ARTICLE IV. CONSENTS; CASUALTIES
Section 4.01 Consents to Assign. With respect to each Consent set forth on Schedule 5.01(c), Seller shall send to the holder of each such Consent a notice in material compliance with the contractual provisions applicable to such Consent seeking such holder’s consent as required.
(a) To the extent that a Consent is required for the assumption and assignment of any Contract or Lease, if Seller fails to obtain a Consent set forth on Schedule 5.01(c) prior to Closing and the failure to obtain such Consent (i) could, after giving effect to the operation of applicable Law, including the Bankruptcy Code, cause (A) the assignment of the Lease or Well affected thereby to Buyer to be void under the express terms thereof or (B) the termination of a Lease under the express terms thereof, (ii) covers a “Field” with an Allocated Value set forth on Exhibit A – Part 3 in excess of FIFTY THOUSAND AND NO/100 Dollars ($50,000.00) (the “Consent Threshold”) and (iii) the aggregate Allocated Value with respect to all such un-obtained Consents satisfying clauses (i) and (ii) hereof, exceeds ONE HUNDRED THOUSAND AND NO/100 Dollars ($100,000.00) (the “Consent Deductible”), then the Asset (or portion thereof) affected by such un-obtained Consent (each an “Un-obtained Consent”) shall be excluded from the Assets to be assigned to Buyer at Closing, and the Purchase Price shall be reduced by the Allocated Value of such Asset (or portion thereof) so excluded and Buyer shall deposit in the Escrow Account an amount equal to such Allocated Value (such amount, the “Consent Deposit Amount”). In the event that an Un-obtained Consent that was not obtained prior to Closing is obtained within thirty (30) days following Closing, then, within ten (10) days after such Consent is obtained (x) Buyer shall purchase the Asset (or portion thereof) that was so excluded as a result of such Un-obtained Consent and instruct the Escrow Agent to disburse to Seller an amount equal to the Allocated Value with respect to the Asset (or portion thereof) so excluded deposited in the Escrow Account (together with all interest earned thereon) and (y) Seller shall assign to Buyer the Asset (or portion thereof) so excluded at Closing pursuant to an instrument in a form substantially similar to the Assignments or otherwise mutually acceptable to Seller and Buyer.

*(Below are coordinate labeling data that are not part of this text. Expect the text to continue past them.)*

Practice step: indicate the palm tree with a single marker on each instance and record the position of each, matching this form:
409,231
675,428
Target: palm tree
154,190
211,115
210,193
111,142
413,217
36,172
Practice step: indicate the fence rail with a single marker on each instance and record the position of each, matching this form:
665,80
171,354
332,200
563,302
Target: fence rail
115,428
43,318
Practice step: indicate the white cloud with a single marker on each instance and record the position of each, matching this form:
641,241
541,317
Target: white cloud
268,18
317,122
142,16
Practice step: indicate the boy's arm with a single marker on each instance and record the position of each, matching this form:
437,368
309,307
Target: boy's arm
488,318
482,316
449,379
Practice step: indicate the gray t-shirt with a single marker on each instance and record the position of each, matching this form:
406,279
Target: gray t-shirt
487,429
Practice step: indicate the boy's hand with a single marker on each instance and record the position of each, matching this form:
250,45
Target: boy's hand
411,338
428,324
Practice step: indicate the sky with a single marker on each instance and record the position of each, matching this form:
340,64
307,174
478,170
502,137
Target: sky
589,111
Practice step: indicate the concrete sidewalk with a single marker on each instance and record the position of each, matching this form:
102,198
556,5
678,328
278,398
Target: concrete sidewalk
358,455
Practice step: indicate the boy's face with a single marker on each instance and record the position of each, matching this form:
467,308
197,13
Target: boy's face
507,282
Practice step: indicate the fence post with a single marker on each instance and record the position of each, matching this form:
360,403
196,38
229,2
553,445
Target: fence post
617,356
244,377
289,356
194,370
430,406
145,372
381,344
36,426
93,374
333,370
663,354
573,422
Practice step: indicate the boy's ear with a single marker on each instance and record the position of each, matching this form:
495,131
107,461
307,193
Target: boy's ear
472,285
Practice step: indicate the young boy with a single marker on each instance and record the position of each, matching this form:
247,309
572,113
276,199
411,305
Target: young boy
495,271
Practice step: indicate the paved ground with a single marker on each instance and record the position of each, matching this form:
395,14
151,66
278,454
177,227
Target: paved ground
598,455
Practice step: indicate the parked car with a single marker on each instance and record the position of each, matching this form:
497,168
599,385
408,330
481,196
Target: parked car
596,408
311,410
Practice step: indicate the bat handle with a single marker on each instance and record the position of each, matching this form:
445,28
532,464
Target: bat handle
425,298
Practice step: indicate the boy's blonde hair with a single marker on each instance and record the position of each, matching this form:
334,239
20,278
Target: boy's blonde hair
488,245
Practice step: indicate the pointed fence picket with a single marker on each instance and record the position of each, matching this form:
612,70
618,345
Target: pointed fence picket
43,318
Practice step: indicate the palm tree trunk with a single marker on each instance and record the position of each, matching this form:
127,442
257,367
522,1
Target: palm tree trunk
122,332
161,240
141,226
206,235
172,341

(b) If, during the Interim Period, any portion of the Assets is destroyed by fire or other casualty or is taken in condemnation or under right of eminent domain, Buyer shall nevertheless be required to consummate the Closing, and Seller shall elect (in its sole discretion) by written notice to Buyer prior to Closing either (i) to cause the Assets affected by such casualty or taking to be repaired or restored to at least its condition prior to such casualty or taking, at Seller’s sole cost, as promptly as reasonably practicable (which work may extend after the Closing Date) or (ii) at Closing, to pay to Buyer all sums paid or payable to Seller by Third Parties by reason of such casualty or taking insofar as with respect to the Assets and shall assign, transfer and set over to Buyer or subrogate Buyer to all of Seller’s right, title and interest (if any) in insurance claims, unpaid awards and other rights against Third Parties arising out of such casualty or taking insofar as with respect to the Assets; provided, however, that in the case of (ii), Seller shall reserve and retain (and Buyer shall assign to Seller) all rights, title, interests and claims against Third Parties for the recovery of Seller’s costs and expenses incurred prior to the Closing Date in pursuing or asserting any such insurance claims or other rights against Third Parties or in defending or asserting rights in such condemnation or eminent domain action with respect to the Assets. In the case of (i), Seller shall retain all rights to insurance, condemnation awards and other claims against Third Parties with respect to the casualty or taking except to the extent the Parties otherwise agree in writing.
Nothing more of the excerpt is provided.